Another method for prevention of staple line bleeding is the use of reinforcement products. The Peri-Strips Dry® (Synovis, St Paul, Minnesota) are composed of two strips of biological tissue derived from bovine pericardium that are applied to the linear stapler and act as a buttressing material at the staple lines. Bioabsorbable Seamguard® (WL Gore & Associates, Inc., Flagstaff, Arizona) staple line reinforcement product works in a similar fashion but is completely absorbable. Composed of absorbable Maxon®-like material, the material is degraded within six months after surgery.

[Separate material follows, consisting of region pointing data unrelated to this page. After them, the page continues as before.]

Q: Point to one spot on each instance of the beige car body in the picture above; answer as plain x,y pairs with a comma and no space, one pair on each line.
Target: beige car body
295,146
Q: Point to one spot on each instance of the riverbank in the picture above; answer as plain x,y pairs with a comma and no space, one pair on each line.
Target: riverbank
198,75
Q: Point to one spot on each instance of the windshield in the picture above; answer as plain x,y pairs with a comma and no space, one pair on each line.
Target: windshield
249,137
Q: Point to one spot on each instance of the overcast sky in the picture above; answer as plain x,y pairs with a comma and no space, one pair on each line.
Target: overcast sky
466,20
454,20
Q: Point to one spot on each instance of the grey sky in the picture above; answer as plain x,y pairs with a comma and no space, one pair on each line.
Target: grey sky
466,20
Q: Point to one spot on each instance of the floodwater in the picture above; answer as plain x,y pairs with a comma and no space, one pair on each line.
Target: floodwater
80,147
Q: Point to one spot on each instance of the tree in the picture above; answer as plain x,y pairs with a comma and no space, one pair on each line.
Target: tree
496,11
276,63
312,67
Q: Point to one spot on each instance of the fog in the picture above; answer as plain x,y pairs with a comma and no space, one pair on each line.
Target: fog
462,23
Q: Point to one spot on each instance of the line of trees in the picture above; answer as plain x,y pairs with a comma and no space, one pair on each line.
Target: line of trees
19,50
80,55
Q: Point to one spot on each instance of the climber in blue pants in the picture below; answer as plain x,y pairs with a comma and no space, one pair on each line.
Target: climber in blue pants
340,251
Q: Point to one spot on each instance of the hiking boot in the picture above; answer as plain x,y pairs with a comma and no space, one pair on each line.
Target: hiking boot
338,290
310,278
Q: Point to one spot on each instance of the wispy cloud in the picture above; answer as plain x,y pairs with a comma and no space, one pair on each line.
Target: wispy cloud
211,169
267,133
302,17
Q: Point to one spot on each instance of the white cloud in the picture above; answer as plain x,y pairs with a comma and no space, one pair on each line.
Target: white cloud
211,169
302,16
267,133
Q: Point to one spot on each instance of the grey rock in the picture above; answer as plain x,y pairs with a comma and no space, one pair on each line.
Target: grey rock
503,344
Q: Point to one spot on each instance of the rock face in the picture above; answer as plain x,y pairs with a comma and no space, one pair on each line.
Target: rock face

Lastly, some surgeons attempt to prevent GI bleeding by routine oversewing of all staple lines at the primary operation, a time consuming task. In the future, we can likely look forward to development of a hemostatic gel applied to the stapler before its application. Unfortunately, no such adjunct is yet available.

Conclusion
Gastrointestinal hemorrhage remains a potentially serious complication after laparoscopic gastric bypass. Diagnostic evaluation is of limited value since the sites of intraluminal hemorrhage are typically from the staple lines. Operative intervention should be based on the patient’s clinical status including vital signs, changes in hematocrit, and other indications of ongoing hemorrhage. Endoscopic therapy should be used for bleeding arising from the gastric pouch or gastrojejunal anastomosis. Laparoscopic reexploration will rule out intraperitoneal bleeding and clot evacuation with oversewing of all staple lines may be accomplished if the patient is not unstable. Preventive measures include the use of stapler loads with shorter staple height, routine suture oversewing of staple lines, and the use of staple line reinforcement products.

References
1.    Schauer PR, Ikramuddin S, Gourash W, et al. Outcomes after laparoscopic Roux-en-Y gastric bypass for morbid obesity. Ann Surg. 2000;232:515–529.
2.     Nguyen NT, Ryan Rivers, Wolfe BM. Early gastrointestinal hemorrhage after laparoscopic gastric bypass. Obes Surg. 2003;13:62–65.
3.     Papasavas PK, Hayetian FD, Caushaj PF, et al. Outcome analysis of laparoscopic Roux-en-Y gastric bypass for morbid obesity. Surg Endosc. 2002;16:1653–1657.
4.     Perugini RA, Mason R, Czerniach DR, et al. Predictors of complication and suboptimal weight loss after laparoscopic Roux-en-Y gastric bypass: A series of 188 patients. Arch Surg. 2003;138:541–545.
5.     Kligman MD, Thomas C, Saxe J. Effect of the learning curve on the early outcomes of laparoscopic Roux-en-Y gastric bypass. Am Surg. 2003;69:304–310.
6.     Podnos YD, Jiminez JC, Wilson SE, et al. Complications after laparoscopic gastric bypass. Arch Surg. 2003;138:957–961.
7.     Moreto M, Mottin CC, Padoin AV, et al. Endoscopic management of bleeding after gastric bypass: A therapeutic alternative [correspondence]. Obes Surg. 2003;13:466–467.